So ... can we like finally dismiss Google Chrome as the obviously awful idea it is and which should never have made it this far and remind all of the web devs married to it that they're doing bad things and are the reason why we can't have nice things?

Hmmm ... a web browser owned by a monopolistic advertising company ... how could that possibly go wrong??!!

XKCD Comic depicting a conversation between someone who send an essay in dot doc, MS Word format, and another trying to convince them to use open source alternatives.  The first person is abusively unconvinced, doesn't care about ensuring we have good software infrastructure and dismisses the open source advocate as smug and "probably autistic".  In the final pane, the first person runs to the open-source-advocate second person panicking about facebook taking over everyone's social lives and doing evil things with it, in response to which the second person simply plays their "world's tiniest open source violin" as a clear "i told you so gesture"

[–] [email protected] 40 points 4 months ago* (last edited 4 months ago)

Do you remember the Internet Explorer days? This, unfortunately, is still much better.

Pretty good reason to switch the Firefox, now. Nearly everything will work, unlike the Internet Explorer days.

  • Firefox User
[–] [email protected] 186 points 4 months ago* (last edited 4 months ago) (30 children)

I think some people overestimate how many will migrate to Firefox in the near future over this.

  • High switching cost compared to finding another extension (e.g. uBO Lite), even if the resulting experience is worse.
  • Just as many Firefox users like Firefox, lots of Chrome users enjoy what they have too. They don't want to lose that.
  • The kind of tech-aware person who'd switch over this is much more likely to have seen the news months ago and taken action already.

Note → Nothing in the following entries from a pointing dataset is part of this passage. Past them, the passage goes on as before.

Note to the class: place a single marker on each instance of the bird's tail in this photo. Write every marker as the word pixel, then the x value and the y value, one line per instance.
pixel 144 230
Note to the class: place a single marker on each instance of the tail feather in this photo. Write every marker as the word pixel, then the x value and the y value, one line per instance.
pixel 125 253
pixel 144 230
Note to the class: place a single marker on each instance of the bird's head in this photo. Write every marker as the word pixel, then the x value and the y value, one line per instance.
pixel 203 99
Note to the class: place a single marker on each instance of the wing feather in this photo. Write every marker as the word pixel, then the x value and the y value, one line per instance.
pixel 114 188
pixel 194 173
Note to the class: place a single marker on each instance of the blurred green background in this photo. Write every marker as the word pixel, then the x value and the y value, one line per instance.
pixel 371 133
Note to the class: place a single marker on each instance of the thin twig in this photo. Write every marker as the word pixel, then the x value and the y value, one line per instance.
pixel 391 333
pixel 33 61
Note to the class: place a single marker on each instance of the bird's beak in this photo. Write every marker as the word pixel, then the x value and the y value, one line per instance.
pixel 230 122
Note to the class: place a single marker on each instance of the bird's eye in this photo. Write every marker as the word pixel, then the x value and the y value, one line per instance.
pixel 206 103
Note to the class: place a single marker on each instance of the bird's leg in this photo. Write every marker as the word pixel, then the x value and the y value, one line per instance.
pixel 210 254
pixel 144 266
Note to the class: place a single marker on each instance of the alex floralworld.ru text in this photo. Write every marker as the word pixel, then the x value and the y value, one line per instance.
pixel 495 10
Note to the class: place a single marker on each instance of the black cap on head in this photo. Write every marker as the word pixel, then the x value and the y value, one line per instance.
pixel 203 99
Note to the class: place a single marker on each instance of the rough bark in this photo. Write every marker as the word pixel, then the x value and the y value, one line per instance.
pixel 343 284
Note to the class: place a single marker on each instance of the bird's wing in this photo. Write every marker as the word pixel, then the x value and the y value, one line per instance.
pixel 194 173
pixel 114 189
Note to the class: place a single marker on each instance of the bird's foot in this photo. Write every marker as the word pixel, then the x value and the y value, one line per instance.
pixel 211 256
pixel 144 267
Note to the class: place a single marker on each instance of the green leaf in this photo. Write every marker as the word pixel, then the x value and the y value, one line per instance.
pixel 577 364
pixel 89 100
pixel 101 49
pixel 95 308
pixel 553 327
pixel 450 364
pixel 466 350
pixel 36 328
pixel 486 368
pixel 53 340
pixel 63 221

As fun as it is to imagine an Adpocalypse shocking the masses and pushing them to try out alternatives to big tech, it's also way too optimistic, I feel.

[–] [email protected] 40 points 4 months ago (2 children)

The uBlock Origin chrome extension ~~has~~ had 34 million users. Chrome has 3.45 billion users.

Even if every uBlock user switched, it’s less than 1% of chrome users.

[–] [email protected] 24 points 4 months ago* (last edited 4 months ago) (2 children)

Yeah, I thought about mentioning that. But the comparison goes both ways. Less than 1% of Chrome users switching to Firefox could still mean an increase in Firefox users of over 10%, if I remember my numbers correctly. That'd be a sweet boost for most products.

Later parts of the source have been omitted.